この場所は私や仲間たちでクヌギを植えた植林地です。石油やガス、電気を当たり前に使っている今の生活からはちょっと想像できませんが、昭和初期までは炭が広く燃料として使われていました。そのため、里山には炭の原料としてコナラやクヌギが盛んに植えられ、数年から15年ほどの間隔で伐採と更新が繰り返されていました。したがって、里山には伐採直後の草原から収穫直前の林まで多様な環境が存在していました。しかし今では、利用されなくなって放置された林が多くなり、草原も減りました。

オミナエシ
オミナエシ

ワレモコウ
ワレモコウ

ツリガネニンジン
ツリガネニンジン


そんな里山の林を若返らせ、草原から林に至る多様な環境を復元したいと考え、3年前からクヌギを里山に植えて育てています。実は、私の住む栃木県市貝町では、昔からクヌギを原料に茶道で使うお茶炭づくりが盛んに行なわれていました。

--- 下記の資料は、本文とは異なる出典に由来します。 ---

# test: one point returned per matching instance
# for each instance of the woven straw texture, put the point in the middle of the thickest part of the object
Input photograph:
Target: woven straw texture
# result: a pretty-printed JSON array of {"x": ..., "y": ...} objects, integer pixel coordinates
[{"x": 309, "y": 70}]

その炭は切り口が菊の花のように見えることから「菊炭(きくずみ)」と呼ばれ、高級なお茶炭としてブランドにもなっていました。そこで、地元の製炭業者さんと協働で、クヌギの育林と炭の生産を通して里山の林を再生し、生物多様性を守る「サシバの里・菊炭プロジェクト」を始めました。

まだまだ炭の原料になるほどまでにはクヌギは育っていませんが、植林地は秋の花が咲くのにちょうどよい草原になっています。管理のための草刈りは大変ですが、草原性の植物の生育地やサシバの狩場として、そしてクヌギがよい炭の原料に育ってくれることを期待して、日々がんばっています。